Cada segundo es eterno. ¿Qué fue lo último que se le pasó por la mente antes de elegir el destino fatal? Decidido, fue a buscar el arma. No tambalea. Anda firme a la muerte y pone fin a su vida de forma tajante apretando el gatillo de su pistola frente a un espejo. La bala penetró entre la oreja y la sien derecha, salió por encima de su sien izquierda, atravesó una puerta vidriera y se instaló en la pared. Tenía veintisiete años. Las calles están oscuras. Momentos antes de que apriete el gatillo, Dolores y su cuñada ya han salido del portal. Hace frío en la capital. Oyen un sonido desgarrador, indudablemente el de un arma que impacta en algo. ¿Qué ocurrió con Dolores? ¿Acaso se detuvo un instante en la calle de Santa Clara a preguntarse por las razones de ese disparo? ¿Siguió andando normal o aceleró el paso temerosa de posibles miradas? ¿Precipitó su viaje a Manila para huir de las murmuraciones de un Madrid donde su amante era una figura conocida? ¿Jugó el azar algún papel en el desenlace de toda esta historia?

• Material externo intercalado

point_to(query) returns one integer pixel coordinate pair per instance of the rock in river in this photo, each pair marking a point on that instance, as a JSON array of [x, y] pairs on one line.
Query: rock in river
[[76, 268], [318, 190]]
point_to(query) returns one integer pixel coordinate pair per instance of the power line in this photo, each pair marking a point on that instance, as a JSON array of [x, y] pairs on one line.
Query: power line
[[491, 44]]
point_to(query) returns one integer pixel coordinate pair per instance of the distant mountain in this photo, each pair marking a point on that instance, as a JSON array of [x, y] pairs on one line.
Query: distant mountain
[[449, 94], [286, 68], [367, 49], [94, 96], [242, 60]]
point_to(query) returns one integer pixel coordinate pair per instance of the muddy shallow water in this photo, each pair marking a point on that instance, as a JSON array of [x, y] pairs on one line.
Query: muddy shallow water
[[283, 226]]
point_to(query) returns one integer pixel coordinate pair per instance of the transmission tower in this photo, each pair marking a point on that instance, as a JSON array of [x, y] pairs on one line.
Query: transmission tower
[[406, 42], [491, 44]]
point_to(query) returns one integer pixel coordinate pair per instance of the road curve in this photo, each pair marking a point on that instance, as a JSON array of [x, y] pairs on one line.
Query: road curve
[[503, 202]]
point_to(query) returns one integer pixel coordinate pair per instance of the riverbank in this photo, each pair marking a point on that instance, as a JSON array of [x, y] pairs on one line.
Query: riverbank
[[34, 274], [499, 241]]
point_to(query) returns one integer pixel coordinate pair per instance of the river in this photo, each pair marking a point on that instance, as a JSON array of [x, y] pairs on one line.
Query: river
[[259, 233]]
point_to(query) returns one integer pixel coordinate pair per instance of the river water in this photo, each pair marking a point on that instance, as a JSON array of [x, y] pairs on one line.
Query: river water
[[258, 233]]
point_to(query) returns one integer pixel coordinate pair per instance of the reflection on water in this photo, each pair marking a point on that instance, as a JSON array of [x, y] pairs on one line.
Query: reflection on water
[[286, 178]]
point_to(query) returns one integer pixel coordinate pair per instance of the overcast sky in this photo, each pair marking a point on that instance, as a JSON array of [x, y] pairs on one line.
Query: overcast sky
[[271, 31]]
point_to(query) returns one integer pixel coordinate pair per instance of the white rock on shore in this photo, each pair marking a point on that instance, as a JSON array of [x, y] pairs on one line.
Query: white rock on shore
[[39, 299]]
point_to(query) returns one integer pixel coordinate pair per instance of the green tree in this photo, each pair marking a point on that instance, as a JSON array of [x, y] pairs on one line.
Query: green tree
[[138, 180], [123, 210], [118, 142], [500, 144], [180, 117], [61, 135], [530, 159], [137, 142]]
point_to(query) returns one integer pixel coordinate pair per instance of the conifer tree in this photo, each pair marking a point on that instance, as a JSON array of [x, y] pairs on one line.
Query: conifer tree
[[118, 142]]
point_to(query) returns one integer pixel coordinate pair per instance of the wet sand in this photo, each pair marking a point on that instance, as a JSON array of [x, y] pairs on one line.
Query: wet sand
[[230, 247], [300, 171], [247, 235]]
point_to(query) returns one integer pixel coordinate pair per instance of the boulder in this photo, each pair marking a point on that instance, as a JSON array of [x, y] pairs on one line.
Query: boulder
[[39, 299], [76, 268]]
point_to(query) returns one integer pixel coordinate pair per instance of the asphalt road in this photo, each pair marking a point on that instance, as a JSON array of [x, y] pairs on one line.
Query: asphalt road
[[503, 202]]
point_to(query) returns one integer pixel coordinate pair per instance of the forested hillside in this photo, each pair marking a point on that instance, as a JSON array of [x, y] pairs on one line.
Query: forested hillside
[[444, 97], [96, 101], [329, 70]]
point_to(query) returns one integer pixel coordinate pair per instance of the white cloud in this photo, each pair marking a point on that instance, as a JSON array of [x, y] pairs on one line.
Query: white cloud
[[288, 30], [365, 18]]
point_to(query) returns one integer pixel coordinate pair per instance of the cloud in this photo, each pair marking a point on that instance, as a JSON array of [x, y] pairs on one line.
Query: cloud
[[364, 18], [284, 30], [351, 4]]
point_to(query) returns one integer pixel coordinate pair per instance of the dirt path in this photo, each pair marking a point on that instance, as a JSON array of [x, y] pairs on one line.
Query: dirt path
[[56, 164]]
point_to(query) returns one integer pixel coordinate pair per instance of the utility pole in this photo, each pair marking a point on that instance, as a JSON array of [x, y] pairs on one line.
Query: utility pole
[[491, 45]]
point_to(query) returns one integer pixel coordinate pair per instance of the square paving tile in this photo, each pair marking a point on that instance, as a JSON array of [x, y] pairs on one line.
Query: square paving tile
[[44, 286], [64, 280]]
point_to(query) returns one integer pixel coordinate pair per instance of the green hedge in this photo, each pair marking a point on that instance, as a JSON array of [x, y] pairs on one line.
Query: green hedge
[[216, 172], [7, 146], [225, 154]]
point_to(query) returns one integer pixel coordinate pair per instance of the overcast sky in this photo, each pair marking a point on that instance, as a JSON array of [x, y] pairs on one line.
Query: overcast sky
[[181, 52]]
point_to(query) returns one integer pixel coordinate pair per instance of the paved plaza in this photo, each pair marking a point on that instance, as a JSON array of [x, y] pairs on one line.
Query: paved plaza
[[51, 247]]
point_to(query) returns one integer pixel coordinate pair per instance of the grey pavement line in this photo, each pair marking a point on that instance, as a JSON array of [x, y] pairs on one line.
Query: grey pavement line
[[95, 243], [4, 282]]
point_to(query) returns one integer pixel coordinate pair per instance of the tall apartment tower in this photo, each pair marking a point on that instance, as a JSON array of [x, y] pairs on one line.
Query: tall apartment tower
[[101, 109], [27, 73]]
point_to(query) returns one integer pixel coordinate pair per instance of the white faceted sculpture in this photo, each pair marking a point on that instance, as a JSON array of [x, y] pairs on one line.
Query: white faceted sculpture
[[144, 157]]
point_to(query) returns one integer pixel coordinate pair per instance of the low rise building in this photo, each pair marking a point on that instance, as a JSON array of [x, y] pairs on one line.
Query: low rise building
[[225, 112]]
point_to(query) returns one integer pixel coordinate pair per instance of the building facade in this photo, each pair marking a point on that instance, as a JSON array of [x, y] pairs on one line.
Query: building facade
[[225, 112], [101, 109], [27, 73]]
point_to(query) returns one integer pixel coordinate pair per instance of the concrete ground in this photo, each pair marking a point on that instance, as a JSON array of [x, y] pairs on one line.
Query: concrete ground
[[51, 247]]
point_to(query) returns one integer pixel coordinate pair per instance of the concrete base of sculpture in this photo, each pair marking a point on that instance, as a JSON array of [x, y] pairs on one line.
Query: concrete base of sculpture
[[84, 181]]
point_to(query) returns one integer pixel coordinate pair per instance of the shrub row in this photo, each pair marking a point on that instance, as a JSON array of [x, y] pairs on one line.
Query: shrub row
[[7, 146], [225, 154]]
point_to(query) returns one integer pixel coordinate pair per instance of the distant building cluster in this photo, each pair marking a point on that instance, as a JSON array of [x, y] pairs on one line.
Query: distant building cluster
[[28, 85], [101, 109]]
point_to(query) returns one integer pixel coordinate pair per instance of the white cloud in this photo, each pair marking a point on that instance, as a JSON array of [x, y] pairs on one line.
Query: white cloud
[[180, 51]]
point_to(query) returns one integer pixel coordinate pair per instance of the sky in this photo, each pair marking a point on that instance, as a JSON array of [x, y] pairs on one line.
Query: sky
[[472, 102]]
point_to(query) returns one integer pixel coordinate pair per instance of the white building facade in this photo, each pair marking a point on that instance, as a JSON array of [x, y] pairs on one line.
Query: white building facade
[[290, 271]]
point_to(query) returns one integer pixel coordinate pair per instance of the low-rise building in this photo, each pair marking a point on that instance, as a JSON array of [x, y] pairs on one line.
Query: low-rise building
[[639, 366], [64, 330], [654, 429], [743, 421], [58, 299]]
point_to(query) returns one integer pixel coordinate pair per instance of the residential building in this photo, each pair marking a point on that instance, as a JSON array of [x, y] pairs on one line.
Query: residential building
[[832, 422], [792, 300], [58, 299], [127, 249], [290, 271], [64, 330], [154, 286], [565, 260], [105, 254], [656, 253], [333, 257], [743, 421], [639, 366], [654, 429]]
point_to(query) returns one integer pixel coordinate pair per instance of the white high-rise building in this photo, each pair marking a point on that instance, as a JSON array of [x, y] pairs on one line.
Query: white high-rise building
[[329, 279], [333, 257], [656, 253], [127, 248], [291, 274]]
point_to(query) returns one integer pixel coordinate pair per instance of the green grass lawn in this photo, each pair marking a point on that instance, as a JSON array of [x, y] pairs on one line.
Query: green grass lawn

Adela, su hija pequeña de seis años, al ir a darle las buenas noches a su padre, es quien encuentra su cuerpo inerte. La inocencia de esta edad le hace exclamar: "Papá se ha caído de la silla".
Fuera como fuera, esta historia acaba mal para ambas partes. Dolores Armijo moriría en el barco que la llevaba a Manila, en un naufragio a la altura del cabo de Buena Esperanza (Sudáfrica).
Su carácter lo hizo poco agradable; se imponía sólo por su talento. El escritor Mesonero Romanos, quien fuera amigo suyo y testigo de sus pesares en los últimos días, habla de su innata mordacidad, que tan pocas simpatías le acarreaba; y Ferrer del Río, de su "índole viciosa, su obstinado escepticismo, su instinto aciago, su condición áspera y exigente".
El funeral de Larra fue multitudinario, y su persona fue homenajeada en los versos de un joven y desconocido José Zorrilla, quien empezó aquel día triste para las letras españolas a engendrar su reconocimiento en la literatura patria.
Larra se convirtió, sin quererlo, en uno de los mayores exponentes del romanticismo español, siendo elogiado más de medio siglo después de su muerte por la flamante Generación del 98.